Attendance will be handled by TAs Amogh and Rohit. All communication regarding attendance, if any, should be directed to these TAs only.
First class on Monday, Jan 5, 2026
NLP is a very popular course, and there are many more requests for registration than what can be accommodated with the available resources. Hence, registration requests will be approved on ERP gradually in batches, taking into consideration the CGPA and seniority of the students. Please do not send emails to the faculty member / TAs regarding registration to the course; we regret to say that individual emails about registration cannot be answered.
This course will require students to understand several CS research papers. There will be assignments that will involve substantial programming in Python. It is advisable to take this course only if you have the necessary background (see below).
Instructor
Saptarshi Ghosh (saptarshi [at] cse.iitkgp.ac.in)
Teaching Assistants
Koyena Chowdhury (koyenachowdhury02 [at] gmail.com)
Rohit Dutta (rohitdutta2510 [at] gmail.com)
Amogh Joshi (amoghjoshi500 [at] gmail.com)
Class Timings and Venue
Monday 14:00 - 14:55 (1 hour)
Tuesday 16:00 - 17:55 (2 hours)
Classroom: NR123 (Nalanda Complex)
Pre-requisites for the course
Data structures and algorithms
Probability and Statistics
Machine Learning
Basics of Graph algorithms
Programming in Python (there will be multiple programming-based assignments)
Course evaluation
Mid-semester exam (written): 30%
End-semester exam (written): 30%
Internal assessment: 30% (3 programming assignments)
Attendance: 10%
Broad topics
Challenges in NLP
Parts of Speech Tagging
Syntax, Dependency Parsing
Language Modeling: N-grams, smoothing
Distributional Semantics, Word Embeddings
RNNs and seq2seq models
Transformers, Attention, BERT
Large Language Models, Prompt Engineering
Applications and special topics (domain-specific NLP, interpretability, etc.)
Text and Reference Literature
Daniel Jurafsky and James Martin.
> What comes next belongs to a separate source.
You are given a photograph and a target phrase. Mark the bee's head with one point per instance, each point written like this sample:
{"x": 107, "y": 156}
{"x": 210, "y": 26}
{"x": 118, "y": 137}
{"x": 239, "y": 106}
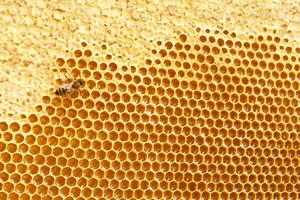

Speech and Language Processing. https://web.stanford.edu/~jurafsky/slp3/
Christopher Manning and Hinrich Schütze. Foundations of Statistical Natural Language Processing. https://nlp.stanford.edu/fsnlp/
Goldberg. A Primer on Neural Network Models for Natural Language Processing. https://arxiv.org/abs/1510.00726
Research papers and online materials to be pointed out in class, especially for the recent topics
Plagiarism policy
Plagiarism in any form - copying from other students or from online resources - will be severely penalized. Every assignment should be done individually or in designated groups. Also you should not use / copy any code that is available online.
While you can discuss the concepts and assignments with other students/groups, you should NOT share your code/answers for any assignment with any other student (or with students outside your designated group), until the grading of the assignment is completed. It is your responsibility to ensure that your codes/answers are not available to others.
We will use standard plagiarism detection software to check the similarity of submitted assignments. If we find submissions that are too similar (beyond what can be expected by chance, or due to discussion), all such submissions will be severely penalized. We will NOT attempt to differentiate between who gave the codes and who copied; all involved students will be penalized equally. The minimum penalty for plagiarism in an assignment is a zero on that assignment. There can be more severe penalties for repeat offences, including grade reduction and de-registration from the course.